Panama, Kumana, Helawa and Ragamwela residents who have tried to resettle after the war say they were prohibited by the SLN, which the villagers charge of land grabbing.
Residents of Ragamwela who were chased away by an armed group almost a year ago say they are now helpless and no progress has been made in investigations over the attack.
A farmer, S Upali Attanayake told journalist Wasantha Chandrapala that it is extremely difficult for the families to survive as they have no land to cultivate.
In Ragamwela, nobody is allowed to resettle or cultivate the lands. The only presence in the village is a police check point.
Lagoon fishing 'threatned'
K Jayawardene, a resident of Panama told BBC Sandeshaya: "When the terrorist problem was over, the navy came and grabbed our land. Now they have built their own houses just behind our lands."
And fishermen are too are complaining of another serious problem they face.
They fear of losing the Panama lagoon where the livelihood for centuries has been fishing.

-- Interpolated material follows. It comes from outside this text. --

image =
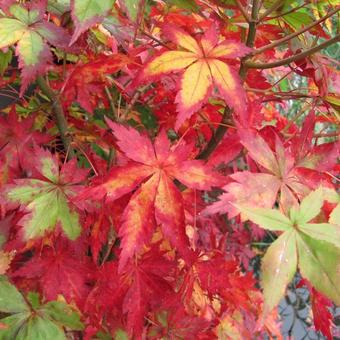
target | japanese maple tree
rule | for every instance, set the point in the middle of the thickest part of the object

A protesting fisherman told BBC Sinhala service, Sandeshaya "We have been living in this lagoon. Now for a few weeks navy does not allow us to come to the lagoon."

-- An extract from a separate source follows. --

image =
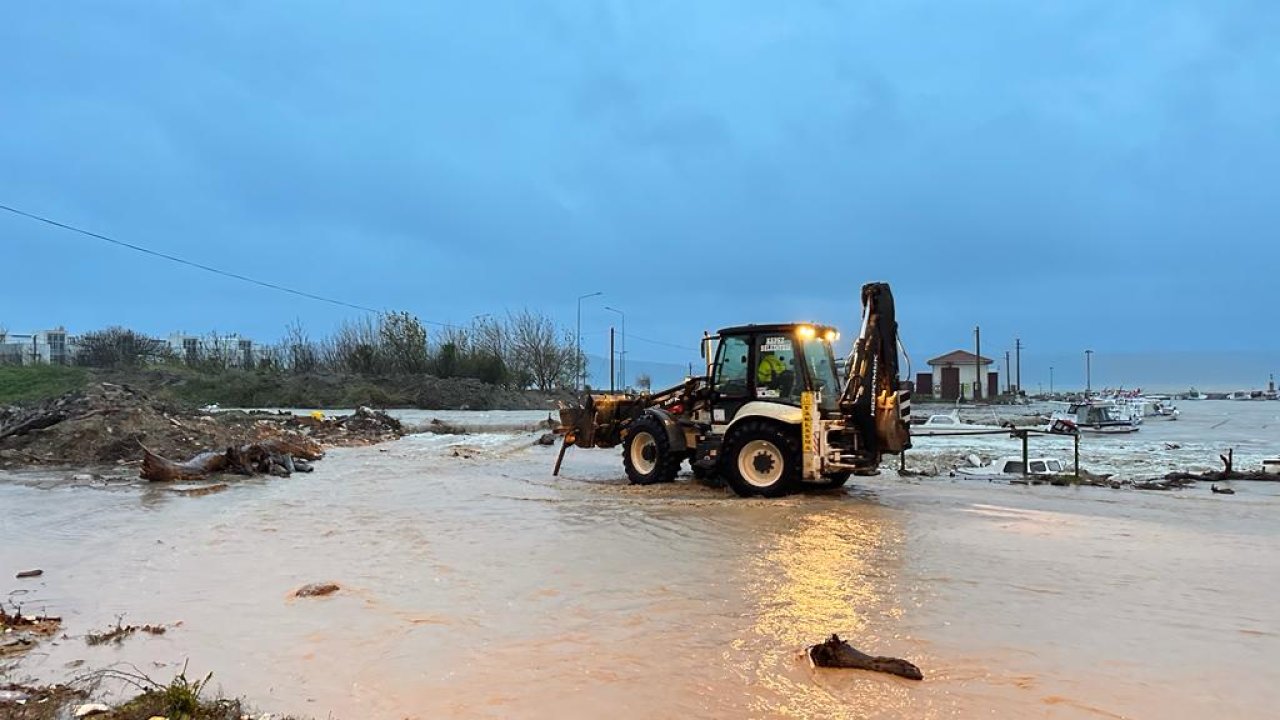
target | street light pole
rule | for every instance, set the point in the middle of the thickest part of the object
(622, 354)
(577, 336)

"Even our lands were forcefully grabbed. We were beaten and chased away from our lands," he added.
"They have built an electric wire surrounding our lands. All our lands were captured," said another resident.
But the SLN denies accusations that it is grabbing residents land to establish a new camp.
SLN spokesman, Commander Kosala Warnakulasuriya told journalist Wasantha Chandrapala that the new camp is established in a land provided by the ministry of defence.
"The main reason for the new camp is to strengthen the security in the area. Grabbing land from residents is not happening at all," he said.
Panama is in the vicinity of the Yala wildlife sanctuary and the Arugambay surfing resort.
Tourism industry in the area, seeing a revival following decades of war, has attracted the interest of many local and international investors.
Many mega-projects, including new Tourism Promotion Zones in Kalpitiya, in north western Sri Lanka, are under way to welcome new arrivals.
In Kalpitiya, a new zone where fourteen islands are for lease is being developed with facilities for adventure tourism, as well as whale and dolphin-watching and an underwater visitor centre.